O Levadia Tallinn vai ser o novo campeão da Estónia.
Apesar de ter nascido apenas em 1998, e competir desde a época seguinte na Meistriliga, fruto do apoio da metelúrgica OÜ Levadia ao FK Olümp Maardu e logo de seguida da fusão com o Tallinna Sadam (havia sido 2º classificado em 1998), o Levadia vai para o 7º título de campeão nacional em 12 anos de existência.
A maior parte dos jogadores é do próprio país, o que é compreensível dadas as limitações financeiras de quem participa num campeonato como este e o amadorismo característico da modalidade no país.
Entro agora, naquelas que são as motivações para a minha escrita e a pergunta a rebater: Porque tem o campeão de um país, sistematicamente, de jogar 2 “qualifying rounds” e um play-off para jogar na Liga dos Campeões, enquanto os classificados em 2º, 3º e 4º de alguns países têm acesso directo ou menos rounds de qualificação para fazer?
É óbvio que sabemos todos porquê. Mas é justo? Isto é, dentro de uma perspectiva de modelo europeu do desporto baseado na qualificação pelo mérito, na promoção da igualdade, etc., etc., ver um campeão desde logo resignado a ter que jogar a Liga Europa (isto, se passar o play-off – este primeiro ano, já não passou)? E assim permitir a divergência total entre o futebol europeu dos clusters ocidentais face ao “futebol dos pobres”?

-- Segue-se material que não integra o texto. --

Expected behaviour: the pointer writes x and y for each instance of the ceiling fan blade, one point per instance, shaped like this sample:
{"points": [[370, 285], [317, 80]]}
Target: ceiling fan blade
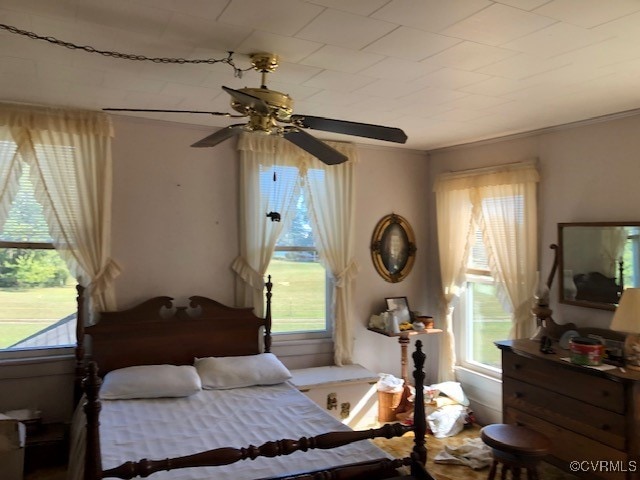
{"points": [[253, 102], [221, 114], [377, 132], [220, 136], [315, 147]]}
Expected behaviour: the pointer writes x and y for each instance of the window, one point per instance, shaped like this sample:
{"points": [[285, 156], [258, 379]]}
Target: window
{"points": [[300, 280], [485, 319], [37, 292]]}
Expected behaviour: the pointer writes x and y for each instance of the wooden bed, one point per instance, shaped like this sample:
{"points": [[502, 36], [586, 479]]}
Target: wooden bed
{"points": [[156, 332]]}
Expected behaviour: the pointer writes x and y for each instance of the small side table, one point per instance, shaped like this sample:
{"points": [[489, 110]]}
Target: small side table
{"points": [[404, 338]]}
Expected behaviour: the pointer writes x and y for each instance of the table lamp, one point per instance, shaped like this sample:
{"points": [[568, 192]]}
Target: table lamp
{"points": [[627, 319]]}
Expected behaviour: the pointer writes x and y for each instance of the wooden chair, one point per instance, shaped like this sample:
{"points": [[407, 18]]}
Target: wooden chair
{"points": [[515, 448]]}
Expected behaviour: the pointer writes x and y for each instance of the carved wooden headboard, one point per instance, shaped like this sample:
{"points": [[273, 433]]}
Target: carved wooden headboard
{"points": [[156, 332]]}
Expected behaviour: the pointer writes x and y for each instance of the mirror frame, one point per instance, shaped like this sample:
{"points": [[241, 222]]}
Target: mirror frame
{"points": [[380, 248], [561, 267]]}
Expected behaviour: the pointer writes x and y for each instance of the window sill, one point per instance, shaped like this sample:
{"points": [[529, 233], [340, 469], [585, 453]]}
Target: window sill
{"points": [[35, 355], [472, 369]]}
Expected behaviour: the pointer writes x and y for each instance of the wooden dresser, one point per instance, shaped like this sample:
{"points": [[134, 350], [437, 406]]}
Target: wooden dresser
{"points": [[591, 416]]}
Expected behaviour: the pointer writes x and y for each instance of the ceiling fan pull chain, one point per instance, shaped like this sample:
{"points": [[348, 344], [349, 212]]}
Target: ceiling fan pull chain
{"points": [[126, 56]]}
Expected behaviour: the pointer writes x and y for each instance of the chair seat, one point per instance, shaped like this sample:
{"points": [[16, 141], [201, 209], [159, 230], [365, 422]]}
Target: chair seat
{"points": [[515, 440]]}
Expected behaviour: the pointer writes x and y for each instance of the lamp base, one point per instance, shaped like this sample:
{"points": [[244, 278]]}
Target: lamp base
{"points": [[632, 351]]}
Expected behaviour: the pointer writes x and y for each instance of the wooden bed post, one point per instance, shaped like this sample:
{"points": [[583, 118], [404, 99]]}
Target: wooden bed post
{"points": [[79, 350], [92, 407], [419, 420], [267, 317]]}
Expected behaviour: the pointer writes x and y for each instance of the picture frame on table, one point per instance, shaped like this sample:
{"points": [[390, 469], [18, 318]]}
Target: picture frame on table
{"points": [[401, 306]]}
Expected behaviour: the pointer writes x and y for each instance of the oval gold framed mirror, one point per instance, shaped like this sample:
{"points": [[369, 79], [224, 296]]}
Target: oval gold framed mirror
{"points": [[393, 248]]}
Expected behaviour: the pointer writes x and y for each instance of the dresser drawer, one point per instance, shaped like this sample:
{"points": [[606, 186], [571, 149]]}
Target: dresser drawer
{"points": [[583, 387], [594, 422], [568, 446]]}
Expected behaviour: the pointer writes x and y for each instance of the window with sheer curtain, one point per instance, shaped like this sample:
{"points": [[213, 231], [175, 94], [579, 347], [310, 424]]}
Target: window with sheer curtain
{"points": [[487, 241], [55, 221], [328, 193]]}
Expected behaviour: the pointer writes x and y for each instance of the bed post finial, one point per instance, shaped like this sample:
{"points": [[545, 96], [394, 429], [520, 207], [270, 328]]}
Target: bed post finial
{"points": [[267, 317], [79, 350], [92, 407], [419, 420]]}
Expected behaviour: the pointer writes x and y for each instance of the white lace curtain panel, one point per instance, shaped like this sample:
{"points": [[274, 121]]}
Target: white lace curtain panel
{"points": [[69, 158], [332, 212], [501, 201]]}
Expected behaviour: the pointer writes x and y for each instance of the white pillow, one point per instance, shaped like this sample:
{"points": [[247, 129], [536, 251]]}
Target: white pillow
{"points": [[219, 373], [150, 381]]}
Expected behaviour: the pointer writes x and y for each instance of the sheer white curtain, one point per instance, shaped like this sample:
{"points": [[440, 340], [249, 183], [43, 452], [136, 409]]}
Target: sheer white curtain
{"points": [[453, 212], [510, 235], [10, 171], [502, 201], [69, 155], [331, 208]]}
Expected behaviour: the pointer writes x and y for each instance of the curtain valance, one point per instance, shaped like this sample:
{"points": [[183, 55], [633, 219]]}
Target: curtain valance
{"points": [[55, 120]]}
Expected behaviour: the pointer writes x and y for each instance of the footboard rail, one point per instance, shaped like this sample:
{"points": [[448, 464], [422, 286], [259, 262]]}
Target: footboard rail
{"points": [[229, 455]]}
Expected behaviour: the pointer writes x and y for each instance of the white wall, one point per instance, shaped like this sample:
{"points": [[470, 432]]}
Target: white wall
{"points": [[588, 173]]}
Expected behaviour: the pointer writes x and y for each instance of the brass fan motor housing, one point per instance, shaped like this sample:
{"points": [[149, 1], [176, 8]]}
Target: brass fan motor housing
{"points": [[280, 104]]}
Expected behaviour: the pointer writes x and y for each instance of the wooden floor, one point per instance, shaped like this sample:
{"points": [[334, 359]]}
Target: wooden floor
{"points": [[399, 447]]}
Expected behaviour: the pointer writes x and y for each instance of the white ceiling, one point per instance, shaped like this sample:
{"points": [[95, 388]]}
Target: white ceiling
{"points": [[446, 72]]}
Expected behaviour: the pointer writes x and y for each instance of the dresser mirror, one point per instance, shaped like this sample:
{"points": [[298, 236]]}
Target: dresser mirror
{"points": [[597, 261]]}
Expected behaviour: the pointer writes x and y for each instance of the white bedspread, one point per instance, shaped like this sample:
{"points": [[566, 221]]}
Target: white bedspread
{"points": [[161, 428]]}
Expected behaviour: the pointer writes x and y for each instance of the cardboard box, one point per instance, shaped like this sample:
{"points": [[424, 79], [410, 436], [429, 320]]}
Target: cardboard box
{"points": [[12, 438]]}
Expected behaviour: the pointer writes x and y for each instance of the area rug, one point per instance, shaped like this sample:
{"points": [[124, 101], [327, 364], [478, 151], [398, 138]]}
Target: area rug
{"points": [[402, 446]]}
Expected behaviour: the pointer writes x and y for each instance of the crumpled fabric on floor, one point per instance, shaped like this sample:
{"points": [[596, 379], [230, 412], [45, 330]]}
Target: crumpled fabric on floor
{"points": [[473, 453]]}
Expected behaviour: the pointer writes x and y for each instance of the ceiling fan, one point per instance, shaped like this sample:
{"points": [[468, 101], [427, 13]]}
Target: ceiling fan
{"points": [[267, 109]]}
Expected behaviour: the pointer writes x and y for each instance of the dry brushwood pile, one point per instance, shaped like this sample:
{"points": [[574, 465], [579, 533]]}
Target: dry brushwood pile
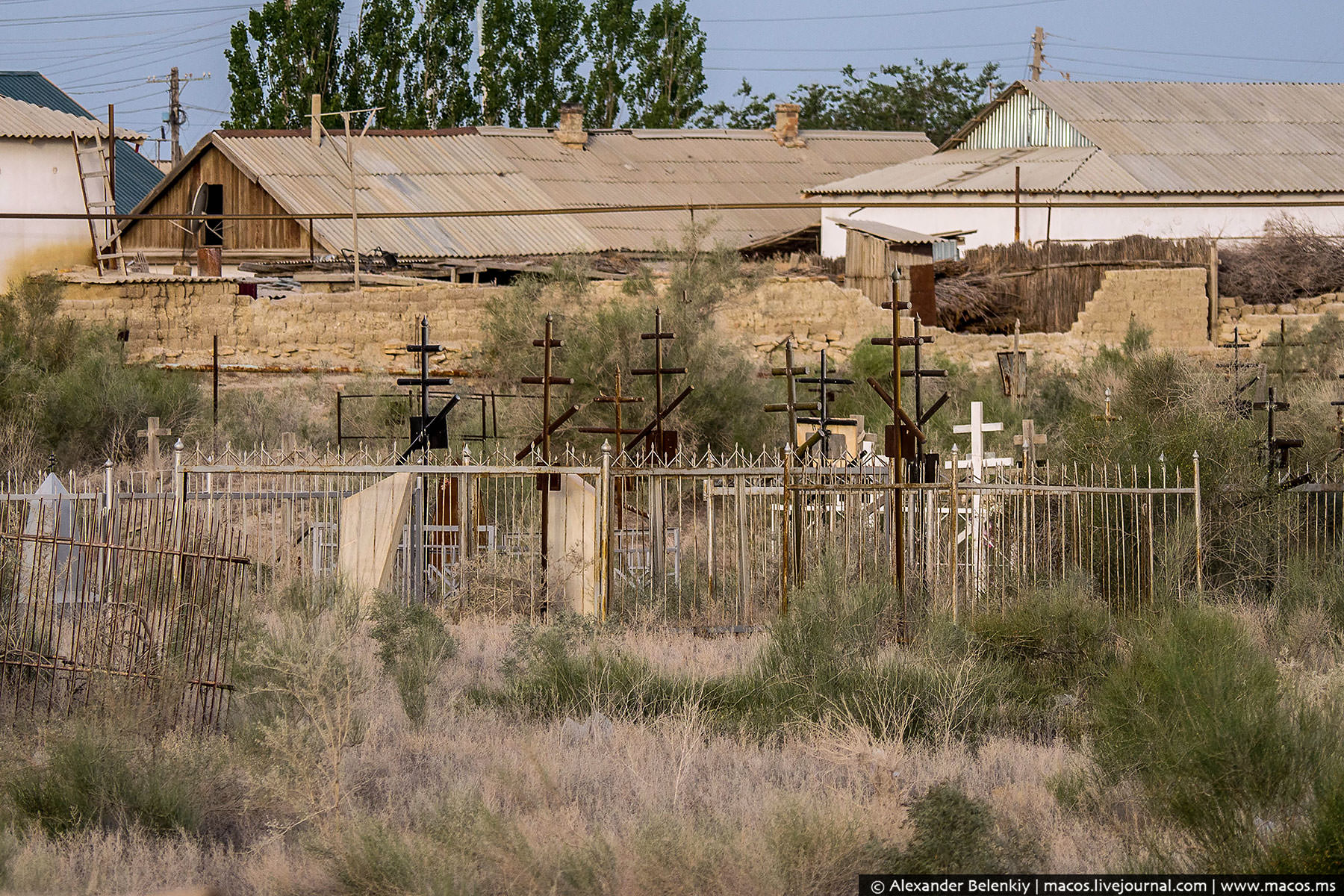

Na minha opinião isto não tem cabimento. Não é nada justo. Se se quer uma UEFA unificadora, isto tem de acabar, e optar por um misto entre a Champion’s e a antiga Taça dos Clubes Campeões Europeus, sem cabeças de série, e um clube por país (excepto o país do vencedor, que eventualmente poderiam ser dois). A mistura far-se-ia por via do sistema de grupos em vez de eterno knock-out desde a primeira eliminatória.
Se assim não for, Platini e companhia devem deixar de fazer figura de falsos moralistas, e permitir aos maiores clubes europeus fazer a sua própria Liga dos Campeões, todos contra todos, sem Debrecen’s e Unirea’s a “empatar” as lojas e a desmobilizar espaços de calendário que poderiam ser bem mais lucrativos.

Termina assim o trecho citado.